Washington Business Journal has a helpful article explaining Thrive Health Plan’s background and the nature of the contract.
IN OTHER NEWS:
* Councilman David Grosso suggests changing the name of the Redskins to the Redtails. (Washington Examiner)
* Virginia Democratic gubernatorial candidate Terry McAuliffe proposed an independent ethics commission as an oversight body for Virginia elected officials and their staff. He recently called on a ban on certain gifts to state leaders. (Virginian-Pilot)
*WaPo Editorial Board: “What powers of alchemy does Mr. Williams, a major campaign donor, possess that prompted those two officials, the state’s most powerful elected Republicans, to flagrantly disregard Virginia’s already flimsy disclosure laws?” (Washington Post)

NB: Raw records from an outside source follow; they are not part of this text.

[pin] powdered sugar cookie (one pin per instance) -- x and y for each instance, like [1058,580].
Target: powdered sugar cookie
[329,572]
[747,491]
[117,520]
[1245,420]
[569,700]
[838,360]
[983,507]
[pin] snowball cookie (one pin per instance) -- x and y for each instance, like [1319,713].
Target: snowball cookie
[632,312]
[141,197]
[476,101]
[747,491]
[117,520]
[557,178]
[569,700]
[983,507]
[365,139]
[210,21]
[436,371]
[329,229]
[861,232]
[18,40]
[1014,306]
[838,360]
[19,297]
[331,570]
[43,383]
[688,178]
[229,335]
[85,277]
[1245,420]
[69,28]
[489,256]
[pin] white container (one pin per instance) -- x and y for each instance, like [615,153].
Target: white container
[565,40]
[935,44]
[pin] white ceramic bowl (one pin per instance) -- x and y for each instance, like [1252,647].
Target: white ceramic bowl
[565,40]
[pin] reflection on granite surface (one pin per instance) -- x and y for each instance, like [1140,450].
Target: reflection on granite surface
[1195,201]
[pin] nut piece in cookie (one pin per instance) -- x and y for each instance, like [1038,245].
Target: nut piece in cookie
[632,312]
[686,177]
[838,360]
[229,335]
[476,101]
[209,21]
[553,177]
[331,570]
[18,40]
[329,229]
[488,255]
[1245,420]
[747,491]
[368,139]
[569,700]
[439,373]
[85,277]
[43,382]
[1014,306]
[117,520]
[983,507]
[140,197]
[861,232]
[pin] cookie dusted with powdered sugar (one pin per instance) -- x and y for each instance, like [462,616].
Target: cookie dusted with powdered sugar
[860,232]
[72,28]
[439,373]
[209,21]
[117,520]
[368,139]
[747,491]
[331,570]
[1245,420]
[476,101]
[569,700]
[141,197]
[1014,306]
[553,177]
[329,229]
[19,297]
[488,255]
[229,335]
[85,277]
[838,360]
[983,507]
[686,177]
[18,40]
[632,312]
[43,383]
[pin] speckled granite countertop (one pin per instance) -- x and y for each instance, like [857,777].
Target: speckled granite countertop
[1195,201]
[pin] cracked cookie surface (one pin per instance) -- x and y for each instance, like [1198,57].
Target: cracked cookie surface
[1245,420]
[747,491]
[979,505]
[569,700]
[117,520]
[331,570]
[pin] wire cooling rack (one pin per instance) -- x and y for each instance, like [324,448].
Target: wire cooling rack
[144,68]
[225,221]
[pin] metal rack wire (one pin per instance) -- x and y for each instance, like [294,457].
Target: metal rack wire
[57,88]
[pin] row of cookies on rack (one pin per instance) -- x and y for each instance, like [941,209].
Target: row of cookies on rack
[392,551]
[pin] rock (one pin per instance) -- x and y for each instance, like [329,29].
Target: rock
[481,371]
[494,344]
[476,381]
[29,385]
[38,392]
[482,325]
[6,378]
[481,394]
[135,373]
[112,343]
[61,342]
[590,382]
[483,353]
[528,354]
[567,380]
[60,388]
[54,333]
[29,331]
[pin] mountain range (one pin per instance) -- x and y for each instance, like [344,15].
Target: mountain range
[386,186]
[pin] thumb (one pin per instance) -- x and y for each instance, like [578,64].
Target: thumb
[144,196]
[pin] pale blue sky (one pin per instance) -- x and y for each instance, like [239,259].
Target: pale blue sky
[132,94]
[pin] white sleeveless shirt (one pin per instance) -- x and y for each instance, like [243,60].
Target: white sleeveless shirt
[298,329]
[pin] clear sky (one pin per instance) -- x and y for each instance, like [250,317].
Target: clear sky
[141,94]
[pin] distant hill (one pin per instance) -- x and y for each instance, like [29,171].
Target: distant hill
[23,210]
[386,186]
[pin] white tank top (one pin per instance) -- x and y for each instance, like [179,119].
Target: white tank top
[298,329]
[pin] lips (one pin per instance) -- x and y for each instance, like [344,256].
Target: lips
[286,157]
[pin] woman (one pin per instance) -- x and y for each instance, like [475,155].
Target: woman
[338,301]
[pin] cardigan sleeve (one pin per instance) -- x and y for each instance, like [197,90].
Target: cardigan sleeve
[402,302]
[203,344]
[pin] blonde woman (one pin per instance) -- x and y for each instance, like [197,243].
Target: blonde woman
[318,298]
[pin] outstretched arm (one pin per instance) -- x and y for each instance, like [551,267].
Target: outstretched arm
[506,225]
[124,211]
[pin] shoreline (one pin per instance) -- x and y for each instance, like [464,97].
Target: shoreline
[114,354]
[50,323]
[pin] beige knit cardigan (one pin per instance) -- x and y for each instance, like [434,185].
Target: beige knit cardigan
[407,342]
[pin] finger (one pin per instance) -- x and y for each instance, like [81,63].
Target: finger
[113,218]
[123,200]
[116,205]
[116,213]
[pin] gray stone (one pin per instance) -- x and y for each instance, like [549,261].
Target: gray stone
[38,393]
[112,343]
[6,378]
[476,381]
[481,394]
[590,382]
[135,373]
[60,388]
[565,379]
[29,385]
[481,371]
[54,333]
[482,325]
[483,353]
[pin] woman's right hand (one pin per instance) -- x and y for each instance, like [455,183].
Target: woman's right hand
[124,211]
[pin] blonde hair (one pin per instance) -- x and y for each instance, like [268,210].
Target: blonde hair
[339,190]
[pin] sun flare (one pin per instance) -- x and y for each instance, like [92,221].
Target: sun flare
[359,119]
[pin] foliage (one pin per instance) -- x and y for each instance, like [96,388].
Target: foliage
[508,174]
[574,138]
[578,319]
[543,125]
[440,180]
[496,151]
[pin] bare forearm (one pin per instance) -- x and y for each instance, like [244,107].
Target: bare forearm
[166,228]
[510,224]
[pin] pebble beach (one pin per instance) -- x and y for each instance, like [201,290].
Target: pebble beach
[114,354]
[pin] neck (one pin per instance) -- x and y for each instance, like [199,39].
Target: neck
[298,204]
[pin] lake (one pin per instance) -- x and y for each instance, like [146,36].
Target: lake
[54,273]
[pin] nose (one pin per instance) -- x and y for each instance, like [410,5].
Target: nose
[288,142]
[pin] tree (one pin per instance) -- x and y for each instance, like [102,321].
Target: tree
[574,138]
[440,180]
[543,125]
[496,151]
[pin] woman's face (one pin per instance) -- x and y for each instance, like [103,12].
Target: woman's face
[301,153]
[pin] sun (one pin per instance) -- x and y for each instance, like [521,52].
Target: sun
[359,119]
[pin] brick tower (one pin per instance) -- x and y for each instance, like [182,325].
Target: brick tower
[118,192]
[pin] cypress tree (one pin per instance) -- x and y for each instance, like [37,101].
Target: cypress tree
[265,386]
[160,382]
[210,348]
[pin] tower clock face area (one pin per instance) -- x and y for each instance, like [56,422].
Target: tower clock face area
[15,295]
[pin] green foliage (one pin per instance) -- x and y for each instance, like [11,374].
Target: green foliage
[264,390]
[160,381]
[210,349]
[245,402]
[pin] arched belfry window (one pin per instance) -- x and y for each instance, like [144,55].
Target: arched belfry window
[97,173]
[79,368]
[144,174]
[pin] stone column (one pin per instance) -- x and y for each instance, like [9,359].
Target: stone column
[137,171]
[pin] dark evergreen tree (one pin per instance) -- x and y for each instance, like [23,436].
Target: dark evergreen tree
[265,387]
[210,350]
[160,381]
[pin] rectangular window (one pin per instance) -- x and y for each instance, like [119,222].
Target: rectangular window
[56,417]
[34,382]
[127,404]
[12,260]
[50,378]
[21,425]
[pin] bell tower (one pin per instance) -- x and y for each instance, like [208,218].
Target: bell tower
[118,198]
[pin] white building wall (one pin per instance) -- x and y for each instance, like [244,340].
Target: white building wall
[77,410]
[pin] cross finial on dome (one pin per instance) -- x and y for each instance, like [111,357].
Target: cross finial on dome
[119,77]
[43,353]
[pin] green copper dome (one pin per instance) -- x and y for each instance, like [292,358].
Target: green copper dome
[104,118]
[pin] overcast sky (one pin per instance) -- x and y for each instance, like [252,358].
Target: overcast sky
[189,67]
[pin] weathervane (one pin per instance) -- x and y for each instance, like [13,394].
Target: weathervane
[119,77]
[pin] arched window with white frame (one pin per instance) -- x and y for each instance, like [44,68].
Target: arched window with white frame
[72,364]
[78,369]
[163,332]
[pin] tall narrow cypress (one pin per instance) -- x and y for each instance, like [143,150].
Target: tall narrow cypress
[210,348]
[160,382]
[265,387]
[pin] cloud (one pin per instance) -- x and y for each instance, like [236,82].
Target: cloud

* Councilman David Catania outlines his Reform 2.0 plan for DC public schools. (WAMU)
* Mayor Gray withdrew his nomination of a controversial AIDS health official to the Commission on Re-Entry and Returning Citizen Affairs—a city board that works to help former prisoners better integrate into the city. (Washington Post)
* McDonnell insists that the gifts from the Star Scientific CEO to members of his family did not buy any political favors for the donor or his company. (News4)
* How can Cuccinelli win over centrist voters while still appealing to his core conservative base? (Washington Post)
* At their final debate, the seven people running for the Republican lieutenant governor nomination agreed on most things. (Richmond Times-Dispatch)
* The Washington Post publisher says she is looking to house the paper’s new headquarters in D.C. and Virginia and would like it to be “cheap, and near the Capitol, near the courthouses.” (Washington City Paper)
* The Montgomery County inspector general is investigating the Silver Spring Transit Center after council members requested $100,000 be put toward examining the center's construction errors. (Washington Examiner)
* Terry McAuliffe airs his first statewide television ad of the campaign.